Dans un autre registre, mais toujours dans l'optique de la construction européenne, il déplore le manque d'éducation économique des Français, et s'indigne de l'incapacité des partis politiques à construire un programme économique (il a eu l'occasion de tacler le MoDem en fin de soirée à ce propos... Jean Peyrelevade saura apprécier :-(...); les discours économiques sont nuls et incompréhensibles. La France porte d'autres handicaps, elle n'est pas à l'aise vis à vis de l'Europe, ne sait pas en parler non plus, et l'inexistence d'une Europe politique n'arrange bien sûr pas nos affaires... mais comme chez nous, on a tendance à confondre politique et puissance, on ne risque pas d'avancer... Seule la politique permet de définir et mettre en oeuvre une stratégie, alors qu'une puissance sans stratégie n'apporte rien de bon... et ne permet pas d'obtenir les résultats escomptés.
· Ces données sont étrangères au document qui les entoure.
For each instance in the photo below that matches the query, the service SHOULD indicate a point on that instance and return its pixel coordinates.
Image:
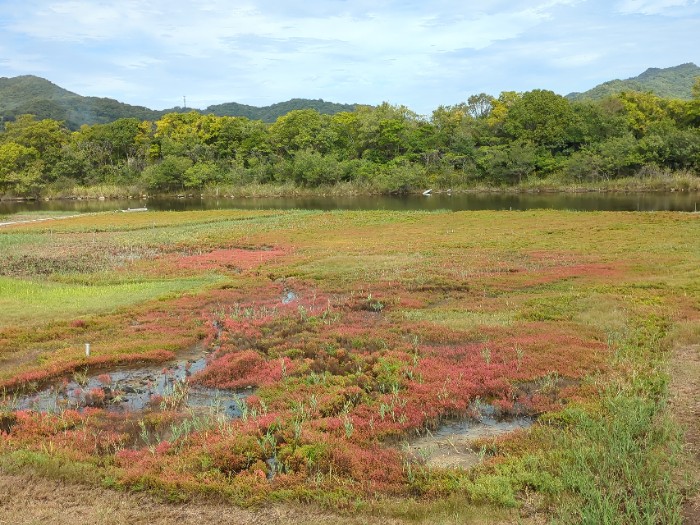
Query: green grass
(33, 302)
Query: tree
(541, 117)
(480, 106)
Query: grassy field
(354, 332)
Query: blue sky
(417, 53)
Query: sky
(421, 54)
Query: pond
(663, 201)
(124, 389)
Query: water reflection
(672, 201)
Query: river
(663, 201)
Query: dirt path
(685, 403)
(33, 500)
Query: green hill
(671, 82)
(272, 112)
(37, 96)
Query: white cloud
(653, 7)
(413, 52)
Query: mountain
(671, 82)
(37, 96)
(271, 113)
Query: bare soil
(685, 402)
(35, 500)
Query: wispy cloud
(411, 52)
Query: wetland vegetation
(341, 341)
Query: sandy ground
(33, 500)
(685, 403)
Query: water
(452, 444)
(667, 201)
(128, 390)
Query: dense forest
(495, 141)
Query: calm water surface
(676, 201)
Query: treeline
(516, 137)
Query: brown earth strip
(685, 403)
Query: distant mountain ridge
(670, 82)
(40, 97)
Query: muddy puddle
(452, 445)
(129, 389)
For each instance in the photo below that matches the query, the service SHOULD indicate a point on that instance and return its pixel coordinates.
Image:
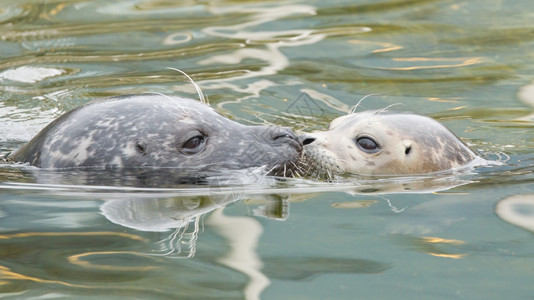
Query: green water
(469, 64)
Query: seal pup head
(157, 131)
(383, 143)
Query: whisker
(199, 91)
(355, 107)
Lire Notre Europe, - ouvrage collectif écrit par Michel Rocard, mais aussi Nicole Gnesotto, et avec la participation de grands noms tels que Geremek (son dernier texte), Cohn-Bendit, Jouyet, Lamassoure - ,lire ce livre donc, c'est se préparer à mieux comprendre les enjeux des prochaines élections européennes, et s'engager dans l'immense avenir porté par l'Europe qui n'a plus le temps d'apprendre, qui doit s'affranchir du joug britannique dans le cadre du déséquilibre engendré par la crise. On ne parle que de finance, de banques, alors que le déréglement est avant tout social... il y a une vraie opportunité pour l'Europe pour émerger, et sur la base du droit et de la négociation, pour répondre aux besoins de sa population.
Voilà, c'était ma soirée. Du coup, j'ai loupé la conférence de Jean-Pierre Jouyet. Mais ayant croisé Julien Viel lorsque je sortais de la librairie Kléber, je sais de source sûre qu'il nous prépare un compte-rendu sur son blog!
23:31 Publié dans Europe | Lien permanent | Commentaires (1) | Trackbacks (0) | Envoyer cette note | Tags : europe, démocratie, rocard, turquie, crise, ps
11.11.2008
Quand Lille joue le rôle de modèle!
« Si c’était à refaire, je commencerais par la culture » déclara Jean Monnet en parlant certes en premier plan de sa vie, mais également plus subtilement sans doute du projet européen dans sa globalité, qui jusqu'au traité de Maastricht, avait quelque peu négligé cette dimension. Depuis, l'UE qui travaille au dialogue des cultures, vecteur de paix certes, mais aussi de définition d'une identité européenne, cherche encore un peu ses marques, mais on observe une certaine dynamique (cf. site de la Commission Européenne - Culture).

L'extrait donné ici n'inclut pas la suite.